A Few Work Pet Peeves of Mine-
  • Please don’t lean over me while I type.   Whenever I work on a rant at lunch or on break at work, I deal with several co-workers who lean down, breathe on my left ear and slowly read out loud my rant as I work on it.  I feel like swinging around, smashing them in the ankle and shoving them back into the left side of my cubicle.  Its simply impolite to lean over someone’s shoulder as they work.  Its too remiscent of high school, where teachers loved to spy on you during assignments.  The people that lean down over me are the same souls who will eventually get to read the rant when it is sent out.   Everyone wants to know what Buffa thinks about this and frankly, they have to wait.  The next time someone leans down over me as I write, I am going to push a button, which launches a pencil out of my shirt and into that person’s eye.   Every request is best delivered through blood, sweat and tears.

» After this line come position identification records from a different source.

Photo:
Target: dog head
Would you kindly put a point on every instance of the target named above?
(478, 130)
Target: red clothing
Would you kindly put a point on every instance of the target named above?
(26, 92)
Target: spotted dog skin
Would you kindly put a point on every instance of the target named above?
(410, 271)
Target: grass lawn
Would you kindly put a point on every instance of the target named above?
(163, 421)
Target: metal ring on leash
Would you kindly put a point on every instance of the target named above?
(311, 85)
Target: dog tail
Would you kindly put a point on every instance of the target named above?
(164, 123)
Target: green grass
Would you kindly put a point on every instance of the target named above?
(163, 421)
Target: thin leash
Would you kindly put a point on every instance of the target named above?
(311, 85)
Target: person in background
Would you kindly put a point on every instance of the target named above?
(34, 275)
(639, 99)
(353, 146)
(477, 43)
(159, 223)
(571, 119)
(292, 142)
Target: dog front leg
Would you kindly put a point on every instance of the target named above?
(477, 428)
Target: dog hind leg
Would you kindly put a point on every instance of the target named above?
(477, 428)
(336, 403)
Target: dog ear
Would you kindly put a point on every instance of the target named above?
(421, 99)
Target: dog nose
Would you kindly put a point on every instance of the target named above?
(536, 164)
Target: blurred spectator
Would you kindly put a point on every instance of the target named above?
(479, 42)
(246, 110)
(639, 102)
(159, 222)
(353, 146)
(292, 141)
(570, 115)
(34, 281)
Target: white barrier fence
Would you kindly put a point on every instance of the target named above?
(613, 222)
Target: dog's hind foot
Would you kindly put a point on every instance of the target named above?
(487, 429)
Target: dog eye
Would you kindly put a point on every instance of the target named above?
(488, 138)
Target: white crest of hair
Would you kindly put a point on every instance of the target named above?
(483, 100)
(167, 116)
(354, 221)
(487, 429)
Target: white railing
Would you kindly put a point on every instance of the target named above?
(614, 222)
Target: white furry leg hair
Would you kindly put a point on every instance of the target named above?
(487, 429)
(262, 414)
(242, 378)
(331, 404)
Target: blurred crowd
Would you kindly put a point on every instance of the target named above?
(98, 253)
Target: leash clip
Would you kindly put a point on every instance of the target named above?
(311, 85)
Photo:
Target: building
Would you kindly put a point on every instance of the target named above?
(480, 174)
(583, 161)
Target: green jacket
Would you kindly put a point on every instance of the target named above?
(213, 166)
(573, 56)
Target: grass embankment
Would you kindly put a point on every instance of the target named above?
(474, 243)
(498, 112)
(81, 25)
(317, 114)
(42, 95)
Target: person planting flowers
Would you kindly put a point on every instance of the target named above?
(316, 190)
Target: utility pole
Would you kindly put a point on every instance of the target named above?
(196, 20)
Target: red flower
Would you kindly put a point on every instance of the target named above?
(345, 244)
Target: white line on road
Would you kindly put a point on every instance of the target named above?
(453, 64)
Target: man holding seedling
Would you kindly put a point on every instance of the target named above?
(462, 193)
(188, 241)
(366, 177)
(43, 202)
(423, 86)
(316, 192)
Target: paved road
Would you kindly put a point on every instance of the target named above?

  • Monday’s suck, which means for the first 3 hours of my shift at work I really don’t need the mini press conference of questions, comments and remarks from co-workers.   Sometimes, a man needs to be left alone.  I leave myself out for slaughter because I am a very social person from 10am-330pm, but for the first few hours I don’t want anything sent my way.  You ever give bad advice because it was too early and you hadn’t gotten a cup of coffee yet to correctly simulate a potent response?  That happens to me all the time.  Its quite tragic.   One day, a person asked me about world peace at 830am and I responded quite tartly, “World Peace is overrated”.    In reality, I respect the idea of World Peace but will admit the world thrives off a little dose of anger throughout the days of our lives.  The fact is here that for the first 2-3 hours of work I don’t want to be talked to and need peace in order to perfectly calibrate my mind for the day’s activity.   Hold the press conference, the 20 questions, the need to get inside my head and soon enough I will be ready to talk Cards, politics, Asian religion, Chinese cuisine, and other random topics.  Give me some time. 

More Topics-

  • Cam Janssen signed a 1 year deal with the New Jersey Devils, returning to the team he started with and ending his 4 year career in St. Louis.  After coming over in  a trade for Bryce Salvador, Cam made the most of his chances and turned into a cheap effective enforcer, making 600,000 a season to run his body around the ice and take a fight when needed.    He was a local hero who gave more back to the city in community service than any athlete in town.   A St. Louis boy who was given an opportunity and seized it.  He was also a player who wouldn’t turn down a fight and often fought the biggest guy on the other team and held his own.  Up until the end of last season, Janssen was a credible fighter who won his fair share.   When Ryan Reaves arrived, Cam’s playing time was cut and his effectiveness in fights and ice time decreased.   Reaves is a hungrier fighter and a better all around player, so the move was warranted.   Cam will be remembered as the underdog city boy who gave until it was gone on the ice.   Good Luck Cam Janssen, one of my favorites.  I look forward to a Reaves-Janssen matchup in the middle of the season.  While I lament the departure of Cam, I understand it within the guidelines of this team.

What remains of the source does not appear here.